# we're going to turn the FFHQ dataset into a .npz file
# the target file will be called ffhq_256_dataset.npz
# it will contain the following keys:
# - ims: a numpy array of shape (~70000, 256, 256, 3) containing the images, dtype=np.uint8
# - labels: a numpy array of shape (~70000, 4) containing binary attributes, dtype=np.uint8
#   - the 0 column: 1 if the image has the "smiling" attribute, 0 otherwise
#   - the 1 column: 1 if the image has the "glasses" attribute, 0 otherwise
#   - the 3 column: 1 if the image has the "male" attribute, 0 otherwise
#   - the 2 column will remain unused for historical reasons
# we'll additionally filter out images for which the attributes contain -1
import torch
from tqdm import tqdm
import numpy as np
from data_utils import FFHQImageAttributeFolder
from torchvision.transforms import Compose, Resize, CenterCrop, ToTensor
import matplotlib.pyplot as plt

if __name__ == "__main__":
    img_size = 256
    dataset = FFHQImageAttributeFolder("/datasets/FFHQ", "/datasets/ffhq-features-dataset/json/", transform=None, n_components=None, return_all_attribs=True)
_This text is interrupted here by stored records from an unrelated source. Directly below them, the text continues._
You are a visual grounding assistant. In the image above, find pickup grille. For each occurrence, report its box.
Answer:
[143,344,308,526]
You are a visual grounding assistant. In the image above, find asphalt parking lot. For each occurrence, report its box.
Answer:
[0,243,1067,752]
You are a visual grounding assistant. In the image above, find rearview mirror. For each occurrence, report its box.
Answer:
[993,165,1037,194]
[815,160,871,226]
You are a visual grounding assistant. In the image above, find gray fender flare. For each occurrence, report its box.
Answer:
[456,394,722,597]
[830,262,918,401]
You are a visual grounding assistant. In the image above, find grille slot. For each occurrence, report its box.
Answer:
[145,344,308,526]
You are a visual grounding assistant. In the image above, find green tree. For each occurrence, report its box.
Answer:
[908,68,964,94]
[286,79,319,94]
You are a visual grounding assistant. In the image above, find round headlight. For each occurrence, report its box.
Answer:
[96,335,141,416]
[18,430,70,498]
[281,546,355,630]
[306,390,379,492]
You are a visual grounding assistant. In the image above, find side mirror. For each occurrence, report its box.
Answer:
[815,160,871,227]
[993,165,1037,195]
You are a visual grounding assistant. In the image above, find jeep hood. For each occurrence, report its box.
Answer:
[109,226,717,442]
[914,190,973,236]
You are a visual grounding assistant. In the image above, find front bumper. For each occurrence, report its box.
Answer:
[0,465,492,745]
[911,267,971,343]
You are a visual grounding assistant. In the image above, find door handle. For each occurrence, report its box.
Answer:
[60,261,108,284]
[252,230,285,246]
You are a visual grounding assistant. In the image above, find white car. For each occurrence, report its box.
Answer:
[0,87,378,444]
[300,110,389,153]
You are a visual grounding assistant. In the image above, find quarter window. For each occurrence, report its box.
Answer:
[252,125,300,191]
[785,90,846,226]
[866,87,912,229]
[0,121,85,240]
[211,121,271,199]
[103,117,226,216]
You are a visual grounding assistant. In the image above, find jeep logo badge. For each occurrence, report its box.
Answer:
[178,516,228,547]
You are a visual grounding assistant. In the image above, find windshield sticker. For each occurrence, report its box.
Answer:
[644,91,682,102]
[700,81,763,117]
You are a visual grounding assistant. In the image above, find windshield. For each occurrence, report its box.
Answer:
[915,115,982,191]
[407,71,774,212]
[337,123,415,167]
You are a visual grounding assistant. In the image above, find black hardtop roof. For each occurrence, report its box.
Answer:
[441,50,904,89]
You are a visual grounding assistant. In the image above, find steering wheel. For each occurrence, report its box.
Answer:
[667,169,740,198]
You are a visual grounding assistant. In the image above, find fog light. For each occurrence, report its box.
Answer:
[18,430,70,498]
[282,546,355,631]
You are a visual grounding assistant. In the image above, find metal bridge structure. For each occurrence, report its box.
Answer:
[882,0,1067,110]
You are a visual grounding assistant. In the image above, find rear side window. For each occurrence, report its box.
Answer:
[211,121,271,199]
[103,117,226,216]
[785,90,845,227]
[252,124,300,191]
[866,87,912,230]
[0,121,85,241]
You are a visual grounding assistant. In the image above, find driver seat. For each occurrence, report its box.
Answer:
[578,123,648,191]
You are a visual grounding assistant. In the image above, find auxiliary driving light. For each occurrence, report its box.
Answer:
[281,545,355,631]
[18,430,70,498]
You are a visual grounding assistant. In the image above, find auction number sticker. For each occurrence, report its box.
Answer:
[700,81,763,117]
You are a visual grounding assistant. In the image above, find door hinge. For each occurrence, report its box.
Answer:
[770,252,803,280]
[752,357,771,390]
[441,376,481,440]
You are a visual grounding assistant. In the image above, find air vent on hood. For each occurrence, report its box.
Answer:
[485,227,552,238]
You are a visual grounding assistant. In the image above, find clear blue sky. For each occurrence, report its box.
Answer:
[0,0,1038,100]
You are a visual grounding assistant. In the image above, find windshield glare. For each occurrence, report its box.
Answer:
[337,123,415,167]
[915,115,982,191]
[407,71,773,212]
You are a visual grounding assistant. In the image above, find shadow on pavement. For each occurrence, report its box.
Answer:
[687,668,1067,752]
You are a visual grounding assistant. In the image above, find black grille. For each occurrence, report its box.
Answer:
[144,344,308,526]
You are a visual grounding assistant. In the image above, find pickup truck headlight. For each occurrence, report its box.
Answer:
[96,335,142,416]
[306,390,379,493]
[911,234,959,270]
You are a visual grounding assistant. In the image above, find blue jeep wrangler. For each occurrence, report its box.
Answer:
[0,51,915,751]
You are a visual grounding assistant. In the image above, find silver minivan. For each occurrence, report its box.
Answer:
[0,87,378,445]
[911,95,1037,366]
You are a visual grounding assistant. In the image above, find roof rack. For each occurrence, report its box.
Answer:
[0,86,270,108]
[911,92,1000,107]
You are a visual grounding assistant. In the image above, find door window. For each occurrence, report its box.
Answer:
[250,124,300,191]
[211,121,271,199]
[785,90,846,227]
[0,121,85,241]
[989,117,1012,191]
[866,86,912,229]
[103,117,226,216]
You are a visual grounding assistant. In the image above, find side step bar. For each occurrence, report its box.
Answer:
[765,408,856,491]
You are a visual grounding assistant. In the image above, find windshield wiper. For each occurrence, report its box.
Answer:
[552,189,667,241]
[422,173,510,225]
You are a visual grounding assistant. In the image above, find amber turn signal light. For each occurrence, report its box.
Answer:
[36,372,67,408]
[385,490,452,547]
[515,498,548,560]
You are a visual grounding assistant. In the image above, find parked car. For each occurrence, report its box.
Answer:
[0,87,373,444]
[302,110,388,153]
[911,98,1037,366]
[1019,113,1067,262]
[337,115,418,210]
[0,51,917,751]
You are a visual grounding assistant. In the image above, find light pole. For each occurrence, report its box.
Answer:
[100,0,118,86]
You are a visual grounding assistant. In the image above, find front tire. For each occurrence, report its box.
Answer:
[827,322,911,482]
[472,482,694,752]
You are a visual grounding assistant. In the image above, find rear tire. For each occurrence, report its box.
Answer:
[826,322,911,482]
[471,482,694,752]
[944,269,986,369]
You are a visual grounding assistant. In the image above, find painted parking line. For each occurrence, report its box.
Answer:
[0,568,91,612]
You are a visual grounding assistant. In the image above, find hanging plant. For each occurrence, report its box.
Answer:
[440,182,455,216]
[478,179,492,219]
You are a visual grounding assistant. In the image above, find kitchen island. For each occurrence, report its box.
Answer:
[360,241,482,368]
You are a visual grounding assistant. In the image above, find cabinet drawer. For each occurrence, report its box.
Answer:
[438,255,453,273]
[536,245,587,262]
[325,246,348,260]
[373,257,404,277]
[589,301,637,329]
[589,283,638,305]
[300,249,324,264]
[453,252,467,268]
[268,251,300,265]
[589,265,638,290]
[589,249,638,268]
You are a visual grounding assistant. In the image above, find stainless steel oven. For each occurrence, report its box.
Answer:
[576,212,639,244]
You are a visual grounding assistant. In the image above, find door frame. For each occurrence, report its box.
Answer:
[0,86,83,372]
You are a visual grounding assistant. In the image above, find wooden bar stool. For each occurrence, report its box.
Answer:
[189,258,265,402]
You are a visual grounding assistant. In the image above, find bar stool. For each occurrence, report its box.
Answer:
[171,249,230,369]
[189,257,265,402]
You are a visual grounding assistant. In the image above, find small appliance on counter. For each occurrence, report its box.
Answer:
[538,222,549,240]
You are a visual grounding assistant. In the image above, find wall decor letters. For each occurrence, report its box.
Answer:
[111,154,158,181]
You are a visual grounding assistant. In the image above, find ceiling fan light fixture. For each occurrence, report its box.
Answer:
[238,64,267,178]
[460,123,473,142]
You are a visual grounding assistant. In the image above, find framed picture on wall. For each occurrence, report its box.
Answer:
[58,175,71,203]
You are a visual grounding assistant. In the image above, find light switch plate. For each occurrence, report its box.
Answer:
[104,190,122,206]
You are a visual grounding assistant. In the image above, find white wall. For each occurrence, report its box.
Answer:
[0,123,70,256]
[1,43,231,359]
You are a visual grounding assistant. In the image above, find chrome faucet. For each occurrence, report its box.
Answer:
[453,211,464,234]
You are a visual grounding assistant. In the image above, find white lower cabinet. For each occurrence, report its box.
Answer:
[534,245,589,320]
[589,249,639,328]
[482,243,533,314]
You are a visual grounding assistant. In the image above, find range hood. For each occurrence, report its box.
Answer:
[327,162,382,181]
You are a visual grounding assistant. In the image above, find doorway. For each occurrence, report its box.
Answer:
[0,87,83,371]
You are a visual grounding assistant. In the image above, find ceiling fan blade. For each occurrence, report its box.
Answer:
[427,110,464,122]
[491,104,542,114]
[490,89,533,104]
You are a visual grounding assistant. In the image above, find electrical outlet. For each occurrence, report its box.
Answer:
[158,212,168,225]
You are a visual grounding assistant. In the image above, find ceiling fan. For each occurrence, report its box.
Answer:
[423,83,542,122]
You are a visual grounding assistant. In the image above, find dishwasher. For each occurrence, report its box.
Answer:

    data_len = len(dataset)

    perm = torch.randperm(data_len)
    images = []
    labels = []
    original_indices = []

    for i in tqdm(range(data_len)):
        idx = perm[i]
        (x, l), attr = dataset[idx]
        if -1 in attr:
            continue
        
        images.append(np.array(x))
        # the attributes are in the order: smiling, glasses, gender; but their numbers are off
        attr_0 = 1 if attr[0] == 1 else 0 # 1 iff smiling
        attr_1 = 1 if attr[1] == 5 else 0 # 1 iff glasses
        attr_3 = 1 if attr[2] == 3 else 0 # 1 iff male
        attr_2 = 0

        labels.append([attr_0, attr_1, attr_2, attr_3])
        original_indices.append(idx.item())

        print(labels[-1])
        plt.imshow(x)
        plt.show()
    
    
    images = np.array(images)
    labels = np.array(labels).astype(np.uint8)
    original_indices = np.array(original_indices)

    # print shapes and types
    print(images.shape, images.dtype)
    print(labels.shape, labels.dtype)

    np.savez("./ffhq_256_dataset.npz", ims=images, labels=labels, original_indices=original_indices)